With experience, you will recognize some blocks quickly because you have analyzed something similar before. You know its purpose and don't have to delve into every last detail. Also keep in mind that engineers vary in quality. Just because a schematic is drawn and a product actually built doesn't mean it was designed well. I've seen some pretty horrendous things get produced. These would be prone to failure easily outside nominal conditions, be generally flaky, or whatever. All you really know is that the product works most of the time at close to the nominal intended conditions. Beyond that, be a little skeptical.
Of course this is a common problem, so things that are intended to be repaired in the field should have a "service manual". This will give the schematic, sometimes a little theory of operation, and most importantly, a trouble shooting chart. Since you seem to be doing this professionally, you should be able to get hold of the service manuals.
As a example, here is a quick analisys of the top left block of your schematic:
You should be able to see right away this is the power input block. If nothing else, it says "AC Input" at the left. There are basically two common AC input power blocks. The old ones run the AC input into a big iron transformer that runs at the power line frequency. That will have a secondary, often with multiple taps, to produce the lower voltages which are then rectified and filtered to make the unregulated DC supplies. The more modern kind full wave rectifies the AC line. This DC is then chopped at high frequency and run thru a much smaller transformer to make the AC for the roughly regulated DC supplies.
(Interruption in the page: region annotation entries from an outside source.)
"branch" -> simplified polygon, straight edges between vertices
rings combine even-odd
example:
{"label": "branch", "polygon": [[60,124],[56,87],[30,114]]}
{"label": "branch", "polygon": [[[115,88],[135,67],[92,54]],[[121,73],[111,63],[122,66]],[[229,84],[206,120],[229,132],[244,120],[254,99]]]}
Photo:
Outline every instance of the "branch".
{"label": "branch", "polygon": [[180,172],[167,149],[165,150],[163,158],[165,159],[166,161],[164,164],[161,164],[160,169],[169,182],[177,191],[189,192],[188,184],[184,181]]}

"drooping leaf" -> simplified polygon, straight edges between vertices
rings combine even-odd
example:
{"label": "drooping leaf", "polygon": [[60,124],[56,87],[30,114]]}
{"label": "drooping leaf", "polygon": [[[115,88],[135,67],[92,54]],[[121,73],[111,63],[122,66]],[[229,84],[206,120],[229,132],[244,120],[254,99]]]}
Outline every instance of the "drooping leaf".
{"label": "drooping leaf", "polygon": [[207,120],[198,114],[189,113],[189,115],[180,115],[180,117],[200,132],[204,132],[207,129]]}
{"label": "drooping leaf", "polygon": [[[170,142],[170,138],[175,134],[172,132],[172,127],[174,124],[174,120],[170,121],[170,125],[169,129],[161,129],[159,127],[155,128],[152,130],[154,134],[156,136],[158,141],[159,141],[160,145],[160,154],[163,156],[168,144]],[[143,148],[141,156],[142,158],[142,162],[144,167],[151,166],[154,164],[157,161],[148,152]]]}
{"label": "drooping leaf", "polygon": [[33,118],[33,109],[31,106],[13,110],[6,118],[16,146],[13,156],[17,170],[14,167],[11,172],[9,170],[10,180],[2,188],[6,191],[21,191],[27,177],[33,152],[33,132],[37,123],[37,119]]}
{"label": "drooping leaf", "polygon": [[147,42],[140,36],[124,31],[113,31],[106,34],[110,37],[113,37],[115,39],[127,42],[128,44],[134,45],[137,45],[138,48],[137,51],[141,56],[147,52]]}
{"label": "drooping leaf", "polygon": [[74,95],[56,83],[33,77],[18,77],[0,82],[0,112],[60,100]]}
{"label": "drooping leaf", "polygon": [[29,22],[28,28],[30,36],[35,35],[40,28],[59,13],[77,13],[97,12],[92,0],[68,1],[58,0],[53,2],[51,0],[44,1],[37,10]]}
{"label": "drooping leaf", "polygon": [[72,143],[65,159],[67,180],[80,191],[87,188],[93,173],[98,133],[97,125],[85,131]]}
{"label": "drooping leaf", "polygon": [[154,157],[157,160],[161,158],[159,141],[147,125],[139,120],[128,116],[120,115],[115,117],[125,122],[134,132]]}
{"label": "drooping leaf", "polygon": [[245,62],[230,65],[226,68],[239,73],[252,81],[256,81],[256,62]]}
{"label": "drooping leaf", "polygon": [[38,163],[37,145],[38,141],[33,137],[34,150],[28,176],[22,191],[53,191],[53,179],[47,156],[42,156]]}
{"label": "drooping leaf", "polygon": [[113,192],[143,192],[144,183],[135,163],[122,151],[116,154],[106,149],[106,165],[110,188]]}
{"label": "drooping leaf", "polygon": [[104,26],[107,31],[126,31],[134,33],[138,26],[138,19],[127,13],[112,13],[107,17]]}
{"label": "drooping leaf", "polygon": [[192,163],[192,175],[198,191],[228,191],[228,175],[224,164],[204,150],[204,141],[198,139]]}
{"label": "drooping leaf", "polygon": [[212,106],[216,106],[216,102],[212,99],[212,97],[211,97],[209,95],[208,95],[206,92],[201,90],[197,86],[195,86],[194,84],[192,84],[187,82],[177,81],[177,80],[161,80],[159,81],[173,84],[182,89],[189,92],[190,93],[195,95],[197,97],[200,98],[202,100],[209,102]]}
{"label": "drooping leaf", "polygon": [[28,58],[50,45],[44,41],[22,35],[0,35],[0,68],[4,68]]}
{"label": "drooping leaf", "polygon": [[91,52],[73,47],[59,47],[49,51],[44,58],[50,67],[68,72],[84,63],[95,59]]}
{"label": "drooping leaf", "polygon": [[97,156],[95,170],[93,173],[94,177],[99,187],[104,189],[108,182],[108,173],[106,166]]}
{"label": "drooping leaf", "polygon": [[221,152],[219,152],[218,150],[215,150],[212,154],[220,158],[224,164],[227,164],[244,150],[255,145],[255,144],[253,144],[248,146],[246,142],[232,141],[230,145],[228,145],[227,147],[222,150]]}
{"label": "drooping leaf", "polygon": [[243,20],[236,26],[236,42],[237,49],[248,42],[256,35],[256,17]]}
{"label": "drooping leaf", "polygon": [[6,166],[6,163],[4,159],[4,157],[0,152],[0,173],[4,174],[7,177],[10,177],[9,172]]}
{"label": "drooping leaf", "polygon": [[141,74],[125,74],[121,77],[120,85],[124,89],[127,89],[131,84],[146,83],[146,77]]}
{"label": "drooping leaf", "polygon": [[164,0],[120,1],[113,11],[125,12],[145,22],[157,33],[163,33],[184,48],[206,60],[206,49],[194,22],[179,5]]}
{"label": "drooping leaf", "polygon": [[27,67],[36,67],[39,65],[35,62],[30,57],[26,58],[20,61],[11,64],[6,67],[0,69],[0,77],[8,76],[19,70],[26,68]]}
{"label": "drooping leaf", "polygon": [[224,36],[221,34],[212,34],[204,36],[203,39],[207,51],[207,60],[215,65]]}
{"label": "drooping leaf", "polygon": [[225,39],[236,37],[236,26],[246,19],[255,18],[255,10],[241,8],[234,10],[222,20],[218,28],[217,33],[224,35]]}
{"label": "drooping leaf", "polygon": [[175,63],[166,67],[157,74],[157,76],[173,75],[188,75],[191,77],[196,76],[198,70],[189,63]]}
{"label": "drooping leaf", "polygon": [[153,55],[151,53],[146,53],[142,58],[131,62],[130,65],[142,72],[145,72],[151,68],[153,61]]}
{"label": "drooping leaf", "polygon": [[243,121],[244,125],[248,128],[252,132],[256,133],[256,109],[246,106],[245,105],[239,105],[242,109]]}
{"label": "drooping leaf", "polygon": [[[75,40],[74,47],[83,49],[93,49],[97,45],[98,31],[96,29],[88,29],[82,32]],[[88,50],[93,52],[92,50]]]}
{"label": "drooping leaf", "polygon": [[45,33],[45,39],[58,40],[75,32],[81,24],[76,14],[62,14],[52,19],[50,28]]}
It should be immediately obvious this AC input is of the second kind. The four diodes in the middle are arranged in a classic full wave bridge configuration. See the diamond shape made by 4 diodes a little right of center. That's a pattern your eyes will pickup quickly with a little experience. If you've never seen one before, think about it a little and see how it works. Once you've done that, you should be able to quickly recognize a full wave bridge next time you see one. The full wave bridge also nicely divides the circuit into the AC part on the left and the DC part on the right. Again, T5 should pop out to you as a classic balun filter, which is something you should expect to see in this kind of AC input block. The rest of the crap left of the balun you can just assume is for filtering and spike suppression with little reason to analyze it in detail.
There is one cute trick here worth noting and filing away for future reference. Note the 230V/115V switch at the top. Analyze the circuit with the switch in the 230V position first. In that mode it is a basic full wave bridge that will charge up the combination of C5 and C6 to the magnitude of the peak voltage difference bewteen the L and N inputs. So far so good. Now mentally throw the switch to the 115V position and think about what is happening very carefully. You should study this in detail yourself, but very breifly there is now a charge pump going on so that plus and minus the peak magnitude will appear accross C5 and C6. This will result in roughly the same DC voltage with 115V input as with 230V input and the switch in the other position.
This method is sortof a hybrid between old and new. More modern AC power input circuits just full wave rectify what comes in and deal with the resulting wider range of DC by adjusting how that is chopped up to drive the internal high frequency power transformer. Most recently designed power supplies now feature "universal power input", generally from 90-260 Volts at 50-60 Hz, which covers wall power accross the globe.
So you should have roughly 325 V total, with about half of that (about 160 V) accross each of C5 and C6.
I'm not going to go thru the whole circuit, but this is how you proceed. Go block by block, keeping in mind the overall problem the designer was trying to address, and that the designer was only human and the circuit you see is probably "good enough" but not necessarily a examplar of excellent design.